Sentenza (immagine d'archivio)
Sentenza (immagine d'archivio)

Rovigo, 5 giugno 2020 - E' stata condannata a 12 anni di reclusione Ana Plamadeala, la donna moldava di 30 anni, residente a Rovigo  accusata di maltrattamenti nei confronti del figlio aggravati dal fatto che il piccolo, di appena 9 mesi, secondo le perizie medico legali, sarebbe morto morto proprio a seguito della violenza subita.

A deciderlo è stata la Corte d'Assise del tribunale di Rovigo, presieduta dal giudice Angelo Risi.

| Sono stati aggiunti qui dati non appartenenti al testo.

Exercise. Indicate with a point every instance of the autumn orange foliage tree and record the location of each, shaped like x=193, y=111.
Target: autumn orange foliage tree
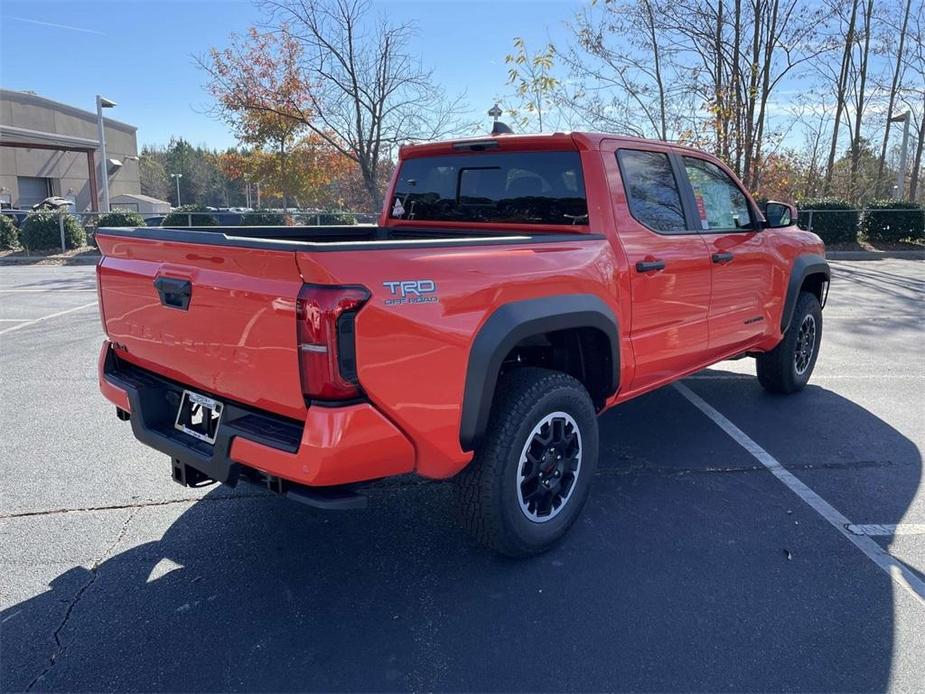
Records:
x=312, y=177
x=333, y=69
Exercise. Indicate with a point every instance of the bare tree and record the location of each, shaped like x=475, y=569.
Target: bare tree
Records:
x=912, y=95
x=894, y=86
x=359, y=87
x=627, y=79
x=860, y=86
x=841, y=88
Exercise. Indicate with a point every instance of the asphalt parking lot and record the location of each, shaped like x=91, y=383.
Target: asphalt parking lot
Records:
x=696, y=565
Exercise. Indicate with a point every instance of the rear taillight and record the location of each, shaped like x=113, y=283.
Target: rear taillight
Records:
x=327, y=348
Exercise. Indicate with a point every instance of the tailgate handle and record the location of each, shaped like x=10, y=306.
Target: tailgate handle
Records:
x=174, y=293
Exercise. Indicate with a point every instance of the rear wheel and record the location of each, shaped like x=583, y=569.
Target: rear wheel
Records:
x=532, y=472
x=787, y=367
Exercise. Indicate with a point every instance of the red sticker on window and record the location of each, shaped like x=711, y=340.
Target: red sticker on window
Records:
x=702, y=211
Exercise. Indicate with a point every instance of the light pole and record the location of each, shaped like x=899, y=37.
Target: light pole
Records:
x=901, y=173
x=101, y=103
x=177, y=178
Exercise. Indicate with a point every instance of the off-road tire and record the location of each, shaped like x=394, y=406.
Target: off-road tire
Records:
x=487, y=489
x=778, y=370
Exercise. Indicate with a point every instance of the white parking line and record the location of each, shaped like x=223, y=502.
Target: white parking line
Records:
x=896, y=570
x=39, y=320
x=40, y=291
x=887, y=529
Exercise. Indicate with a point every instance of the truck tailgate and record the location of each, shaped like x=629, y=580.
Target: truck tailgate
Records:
x=236, y=338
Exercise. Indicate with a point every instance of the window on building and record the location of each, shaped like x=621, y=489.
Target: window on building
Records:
x=652, y=190
x=32, y=190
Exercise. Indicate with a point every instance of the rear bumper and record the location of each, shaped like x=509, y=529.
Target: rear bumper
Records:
x=333, y=446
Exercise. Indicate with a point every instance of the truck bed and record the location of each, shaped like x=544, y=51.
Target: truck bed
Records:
x=335, y=237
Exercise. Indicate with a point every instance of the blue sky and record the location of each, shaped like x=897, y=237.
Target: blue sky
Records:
x=140, y=52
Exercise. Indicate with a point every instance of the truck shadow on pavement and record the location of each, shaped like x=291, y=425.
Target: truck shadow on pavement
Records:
x=692, y=568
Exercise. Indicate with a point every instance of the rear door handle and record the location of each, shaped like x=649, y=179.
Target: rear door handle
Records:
x=650, y=265
x=175, y=293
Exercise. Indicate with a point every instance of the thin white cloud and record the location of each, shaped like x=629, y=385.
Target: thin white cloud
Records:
x=68, y=27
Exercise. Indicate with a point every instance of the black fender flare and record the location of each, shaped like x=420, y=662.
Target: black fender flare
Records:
x=513, y=322
x=803, y=267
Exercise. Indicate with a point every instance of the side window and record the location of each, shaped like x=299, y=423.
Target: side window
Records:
x=721, y=205
x=652, y=190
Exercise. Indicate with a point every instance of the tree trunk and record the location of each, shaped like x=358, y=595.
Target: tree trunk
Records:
x=663, y=120
x=859, y=110
x=840, y=95
x=889, y=111
x=917, y=160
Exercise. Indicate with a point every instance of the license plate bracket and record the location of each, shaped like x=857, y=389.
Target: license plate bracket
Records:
x=199, y=416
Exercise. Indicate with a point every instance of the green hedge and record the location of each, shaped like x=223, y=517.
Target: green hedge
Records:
x=833, y=219
x=40, y=232
x=121, y=218
x=179, y=217
x=893, y=220
x=265, y=218
x=333, y=218
x=9, y=234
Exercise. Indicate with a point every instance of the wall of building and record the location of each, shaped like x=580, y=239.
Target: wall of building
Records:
x=67, y=170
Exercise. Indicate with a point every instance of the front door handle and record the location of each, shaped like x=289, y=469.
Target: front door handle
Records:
x=650, y=265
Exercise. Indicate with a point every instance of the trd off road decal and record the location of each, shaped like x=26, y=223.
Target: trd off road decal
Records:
x=411, y=292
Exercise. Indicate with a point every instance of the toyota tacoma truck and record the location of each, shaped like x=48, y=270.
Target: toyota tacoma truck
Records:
x=513, y=289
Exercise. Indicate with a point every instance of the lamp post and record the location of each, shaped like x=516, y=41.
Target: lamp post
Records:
x=177, y=178
x=101, y=103
x=901, y=173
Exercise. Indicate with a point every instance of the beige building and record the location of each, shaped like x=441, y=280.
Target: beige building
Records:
x=49, y=148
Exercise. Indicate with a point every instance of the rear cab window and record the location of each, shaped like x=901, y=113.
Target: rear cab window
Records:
x=541, y=188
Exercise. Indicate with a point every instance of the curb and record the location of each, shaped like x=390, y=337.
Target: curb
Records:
x=875, y=255
x=49, y=260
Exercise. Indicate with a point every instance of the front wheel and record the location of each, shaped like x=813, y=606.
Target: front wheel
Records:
x=532, y=472
x=787, y=367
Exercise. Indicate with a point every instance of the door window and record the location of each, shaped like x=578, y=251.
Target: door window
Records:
x=721, y=204
x=652, y=190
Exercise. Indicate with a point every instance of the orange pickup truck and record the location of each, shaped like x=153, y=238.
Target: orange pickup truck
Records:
x=514, y=288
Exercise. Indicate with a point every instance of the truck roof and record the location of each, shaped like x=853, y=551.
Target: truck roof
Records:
x=527, y=142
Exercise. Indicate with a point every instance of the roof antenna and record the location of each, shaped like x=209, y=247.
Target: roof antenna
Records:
x=497, y=127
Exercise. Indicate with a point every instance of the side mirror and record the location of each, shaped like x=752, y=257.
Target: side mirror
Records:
x=780, y=214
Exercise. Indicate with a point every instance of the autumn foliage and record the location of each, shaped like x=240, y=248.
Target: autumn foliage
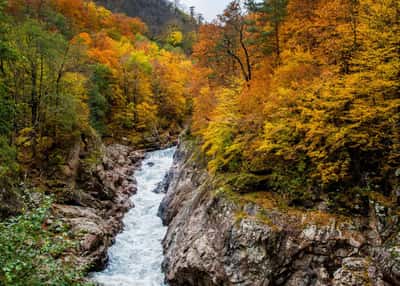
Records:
x=320, y=113
x=70, y=66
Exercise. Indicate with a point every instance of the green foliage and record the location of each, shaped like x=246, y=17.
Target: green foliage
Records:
x=29, y=252
x=9, y=167
x=99, y=94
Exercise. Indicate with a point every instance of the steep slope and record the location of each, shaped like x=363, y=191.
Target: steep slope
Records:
x=158, y=14
x=216, y=237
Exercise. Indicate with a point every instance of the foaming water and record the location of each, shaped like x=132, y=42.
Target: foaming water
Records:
x=136, y=256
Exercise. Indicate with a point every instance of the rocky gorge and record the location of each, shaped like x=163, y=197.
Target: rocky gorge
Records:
x=216, y=237
x=97, y=201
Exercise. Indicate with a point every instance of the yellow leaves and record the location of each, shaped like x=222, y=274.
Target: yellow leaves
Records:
x=175, y=38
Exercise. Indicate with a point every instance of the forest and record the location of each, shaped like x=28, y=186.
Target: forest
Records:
x=299, y=98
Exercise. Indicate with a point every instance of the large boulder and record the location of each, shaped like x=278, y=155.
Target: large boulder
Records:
x=217, y=237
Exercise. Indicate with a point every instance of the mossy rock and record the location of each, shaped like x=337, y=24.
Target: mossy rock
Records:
x=245, y=182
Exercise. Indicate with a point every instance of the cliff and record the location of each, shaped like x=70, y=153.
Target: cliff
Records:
x=218, y=237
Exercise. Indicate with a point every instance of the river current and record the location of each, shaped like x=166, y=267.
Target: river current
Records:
x=135, y=258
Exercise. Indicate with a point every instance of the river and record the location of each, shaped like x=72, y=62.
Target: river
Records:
x=135, y=258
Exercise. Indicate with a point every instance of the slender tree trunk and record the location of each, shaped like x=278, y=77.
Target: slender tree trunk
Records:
x=34, y=108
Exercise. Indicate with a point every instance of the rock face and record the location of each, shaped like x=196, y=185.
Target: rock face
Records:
x=214, y=240
x=97, y=201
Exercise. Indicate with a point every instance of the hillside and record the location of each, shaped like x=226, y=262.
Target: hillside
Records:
x=157, y=14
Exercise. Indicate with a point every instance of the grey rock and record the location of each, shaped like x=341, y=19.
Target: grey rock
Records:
x=207, y=244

Il bambino, Daniel, di appena 9 mesi è deceduto il 5 febbraio del 2016 ma la morte cerebrale risale a qualche giorno prima, il 23 gennaio.

A dare l'allarme era stata la madre che aveva chiamato da casa il 118, Daniel era stato ricoverato all'ospedale di Rovigo e poi trasportato in elicottero all'ospedale di Padova dove poi è morto. Si è trattato di una shaken baby syndrome, cioè il bambino sarebbe stato scosso violentemente dalla madre ma era troppo piccolo perché i muscoli del collo reggessero quell'urto.

Ana Plamadeala e il marito vivono ancora a Rovigo ed ora hanno una bambina di 2 anni.